K.F. Kok, P.J. Wahab, R.H.J. Houwen, J.P.H. Drenth, R.A. de Man, B. van Hoek, J.W.R. Meijer, F.L.A. Willekens, R.A. de Vries


Alpha-1 antitrypsin (A1AT) is an acute-phase protein that
is produced in liver cells. A1AT deficiency is a hereditary
disease which is defined by the hepatic production of an abnormal protein that can not be released into the plasma. This leads to deficiency of plasma A1AT and
subsequently to an impaired protection against proteases, resulting in pulmonary disease. Accumulation of the abnormal protein in hepatocytes can lead to liver damage. Serum level measurement, phenotyping and liver biopsy can be used for establishing the diagnosis.

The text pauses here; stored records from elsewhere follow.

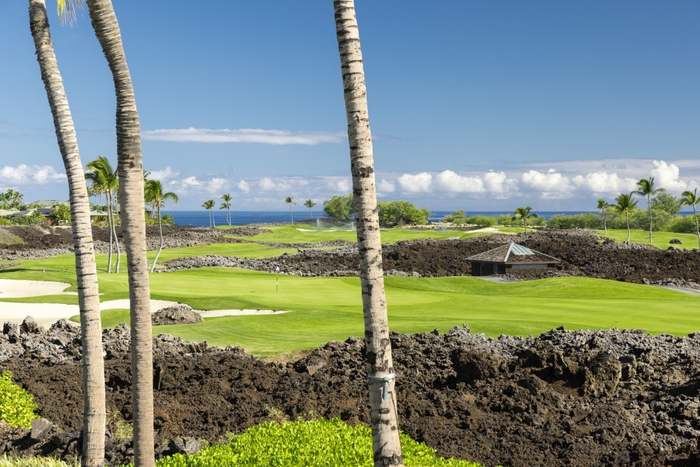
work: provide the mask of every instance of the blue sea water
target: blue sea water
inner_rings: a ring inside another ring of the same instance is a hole
[[[432,211],[430,220],[437,221],[452,211]],[[537,214],[545,219],[559,214],[580,214],[583,211],[542,211]],[[207,211],[163,211],[163,214],[169,214],[175,219],[175,224],[182,226],[207,227],[209,226],[209,213]],[[485,215],[485,216],[500,216],[511,215],[511,211],[469,211],[468,215]],[[294,211],[294,221],[308,221],[325,217],[323,211]],[[214,220],[216,225],[227,225],[225,211],[214,212]],[[291,222],[289,211],[232,211],[231,224],[246,225],[246,224],[286,224]]]

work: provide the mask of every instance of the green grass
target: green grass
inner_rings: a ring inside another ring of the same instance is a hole
[[[31,428],[36,409],[34,397],[12,381],[12,373],[0,373],[0,422],[17,428]]]
[[[128,297],[124,272],[99,277],[102,300]],[[0,278],[54,280],[75,286],[73,258],[26,261],[20,268],[0,272]],[[491,336],[532,335],[560,325],[572,329],[642,328],[679,335],[700,329],[700,297],[638,284],[581,277],[513,283],[476,277],[388,277],[386,286],[391,328],[401,332],[447,330],[461,324]],[[293,353],[363,335],[357,278],[277,276],[207,268],[153,274],[151,289],[153,298],[184,302],[201,310],[290,311],[155,328],[155,332],[187,340],[239,345],[260,356]],[[76,303],[77,297],[14,301]],[[108,326],[127,319],[126,310],[104,314]]]
[[[612,238],[616,242],[624,242],[627,240],[627,230],[625,229],[608,229],[606,233],[604,230],[599,230],[598,235],[603,237]],[[677,238],[681,242],[680,245],[671,245],[669,240],[672,238]],[[632,230],[632,243],[640,243],[644,245],[649,244],[649,231],[647,230]],[[667,249],[669,246],[674,248],[682,248],[687,250],[692,250],[698,247],[698,237],[695,234],[688,233],[676,233],[676,232],[654,232],[654,243],[653,245],[657,248]]]
[[[440,458],[435,450],[401,434],[407,467],[477,467],[471,462]],[[232,436],[228,443],[158,461],[158,467],[371,467],[372,432],[366,425],[340,420],[268,422]]]
[[[354,230],[343,228],[317,229],[314,226],[306,224],[274,225],[270,227],[265,226],[265,228],[271,230],[271,232],[264,232],[253,237],[240,238],[273,243],[317,243],[338,240],[355,242],[357,239]],[[499,228],[499,230],[500,229],[501,228]],[[507,232],[508,229],[511,228],[503,227],[502,229],[504,232]],[[517,227],[513,229],[517,229]],[[471,233],[460,230],[417,230],[397,227],[393,229],[382,229],[382,243],[396,243],[402,240],[422,240],[426,238],[471,238],[478,235],[484,235],[484,233]]]

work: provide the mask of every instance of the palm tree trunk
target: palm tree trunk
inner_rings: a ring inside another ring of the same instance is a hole
[[[603,210],[603,228],[605,233],[608,233],[608,213],[605,210]]]
[[[651,212],[651,195],[647,195],[647,205],[649,209],[649,243],[654,243],[654,216]]]
[[[95,35],[109,63],[117,98],[119,202],[129,271],[134,463],[155,464],[153,437],[153,341],[146,257],[141,124],[131,72],[111,0],[87,0]]]
[[[109,229],[109,251],[107,253],[107,273],[112,273],[112,245],[114,244],[114,218],[112,217],[112,197],[110,192],[105,193],[105,200],[107,201],[107,228]]]
[[[353,193],[357,207],[357,242],[361,259],[360,281],[374,465],[403,465],[360,33],[354,0],[334,0],[333,3],[345,91]]]
[[[117,251],[117,268],[116,272],[119,274],[119,271],[121,270],[122,266],[122,253],[121,249],[119,248],[119,235],[117,235],[117,223],[115,222],[115,217],[114,217],[114,211],[117,208],[117,203],[115,202],[114,199],[112,199],[112,230],[114,230],[114,246],[116,247]]]
[[[160,217],[160,206],[156,206],[156,214],[158,215],[158,234],[160,235],[160,245],[158,246],[158,253],[153,259],[153,266],[151,266],[151,272],[156,270],[156,264],[158,264],[158,258],[160,258],[160,252],[163,251],[163,219]]]
[[[695,218],[695,234],[698,236],[698,250],[700,250],[700,223],[698,222],[698,213],[693,204],[693,217]]]
[[[632,231],[630,230],[630,213],[625,211],[625,220],[627,221],[627,244],[632,241]]]
[[[75,271],[80,304],[82,344],[83,446],[82,465],[101,466],[105,446],[105,376],[102,354],[100,294],[95,245],[90,220],[90,198],[80,161],[78,139],[63,79],[51,43],[44,0],[29,0],[29,18],[46,94],[53,114],[58,146],[68,177]]]
[[[231,227],[231,208],[226,208],[228,212],[228,226]]]

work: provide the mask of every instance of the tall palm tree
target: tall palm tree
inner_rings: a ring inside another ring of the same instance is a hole
[[[61,4],[59,4],[59,9]],[[65,8],[65,5],[64,5]],[[100,294],[97,283],[95,246],[88,195],[78,138],[61,70],[51,42],[51,31],[44,0],[29,0],[29,22],[36,56],[56,130],[58,147],[68,177],[71,226],[75,247],[75,272],[80,304],[82,347],[81,384],[83,391],[82,465],[101,466],[105,452],[105,376],[102,353]]]
[[[131,71],[112,0],[86,0],[95,35],[112,72],[117,100],[119,203],[129,270],[131,391],[134,463],[155,464],[153,436],[153,337],[146,257],[141,123]]]
[[[629,244],[632,241],[632,230],[630,229],[630,212],[637,207],[638,201],[634,199],[634,193],[628,195],[621,194],[615,198],[615,211],[619,214],[625,215],[625,220],[627,221],[627,241],[625,243]]]
[[[333,5],[357,210],[374,465],[403,465],[360,32],[354,0],[334,0]]]
[[[608,209],[610,208],[610,204],[605,201],[603,198],[598,198],[598,201],[596,201],[596,207],[600,210],[600,215],[603,217],[603,229],[605,229],[605,232],[608,232]]]
[[[109,254],[107,259],[107,272],[112,272],[112,244],[117,253],[117,274],[121,268],[121,251],[119,248],[119,236],[114,221],[114,209],[117,193],[119,191],[119,174],[112,168],[109,159],[100,156],[87,165],[86,177],[92,183],[94,193],[103,193],[107,200],[107,227],[109,228]]]
[[[519,207],[515,209],[515,212],[513,213],[513,220],[519,220],[523,224],[523,229],[525,229],[525,232],[527,232],[527,221],[529,219],[534,219],[537,218],[537,214],[535,214],[532,211],[532,208],[530,206],[525,206],[525,207]]]
[[[151,203],[153,210],[158,218],[158,234],[160,235],[160,245],[158,246],[158,253],[153,259],[153,265],[151,266],[151,272],[156,270],[156,264],[158,264],[158,258],[160,258],[160,253],[163,251],[163,218],[160,215],[160,210],[165,206],[166,201],[173,201],[177,203],[178,197],[172,191],[163,190],[163,184],[160,180],[146,180],[146,186],[144,187],[144,194],[146,196],[146,202]]]
[[[693,208],[693,219],[695,219],[695,234],[698,236],[698,250],[700,250],[700,224],[698,223],[697,205],[700,204],[700,195],[698,189],[693,191],[684,191],[681,194],[681,206],[690,206]]]
[[[231,227],[231,201],[233,201],[233,196],[229,193],[224,193],[221,195],[221,209],[226,209],[226,220],[228,221],[228,226]]]
[[[214,227],[214,214],[212,209],[214,209],[215,204],[213,199],[208,199],[202,203],[202,207],[209,211],[209,227]]]
[[[651,198],[664,191],[663,188],[657,188],[654,182],[654,177],[643,178],[637,182],[638,190],[634,193],[640,196],[646,196],[647,198],[647,209],[649,211],[649,243],[654,241],[654,215],[651,209]]]
[[[292,211],[292,205],[296,204],[294,198],[292,198],[291,196],[287,196],[286,198],[284,198],[284,202],[287,203],[287,205],[289,205],[289,217],[291,217],[292,224],[294,224],[294,212]]]

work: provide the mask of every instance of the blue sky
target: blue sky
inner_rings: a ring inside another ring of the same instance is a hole
[[[348,190],[331,0],[114,3],[145,165],[181,195],[178,208],[225,191],[255,210]],[[587,209],[641,176],[672,191],[700,181],[697,1],[357,8],[384,199]],[[0,188],[64,199],[26,10],[0,6]],[[89,18],[52,19],[83,160],[114,159],[113,88]]]

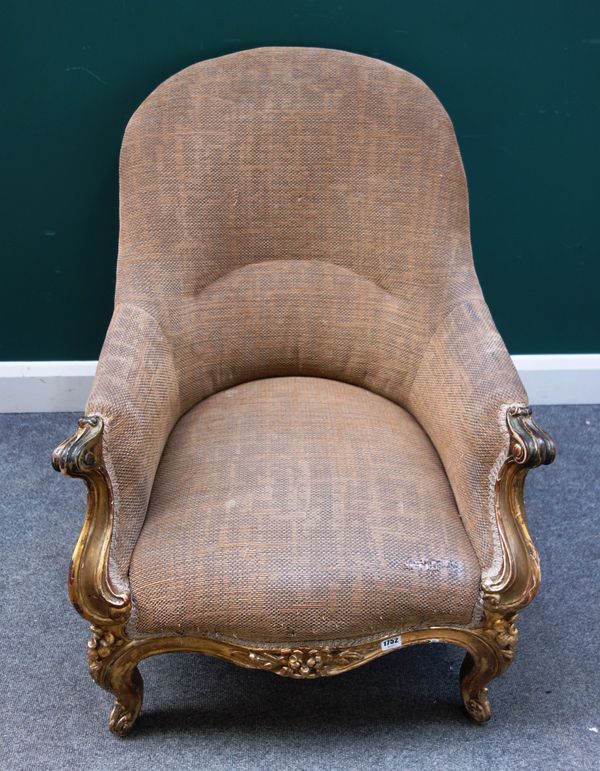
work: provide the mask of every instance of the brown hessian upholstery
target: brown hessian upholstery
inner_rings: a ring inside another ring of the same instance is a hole
[[[295,641],[469,624],[481,570],[406,410],[336,380],[277,377],[177,423],[130,578],[140,632]]]
[[[432,92],[339,51],[204,61],[134,114],[120,180],[87,414],[128,639],[481,625],[505,566],[507,411],[527,396]]]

Homozygous A1AT deficiency can cause neonatal
hepatitis; in adults end-stage liver disease, cirrhosis and
hepatocellular carcinoma can develop. There are strong
arguments to consider heterozygous A1AT deficiency as
an important co-factor in the aetiology of chronic liver
disease. Studies have shown that A1AT heterozygosity can be considered a modifier for hepatitis C virus, end-stage liver disease, cirrhosis and hepatocellular carcinoma. The accumulation of A1AT in the hepatocytes occurs more profoundly in a diseased liver, and as a consequence it affects the natural course of the liver disease. Therapeutic options include augmentation therapy (infusion of purified human plasma A1AT) in pulmonary disease; in end-stage liver disease liver transplantation is an option.
For the future, other interventions such as gene therapy or strategies to inhibit polymerisation are promising.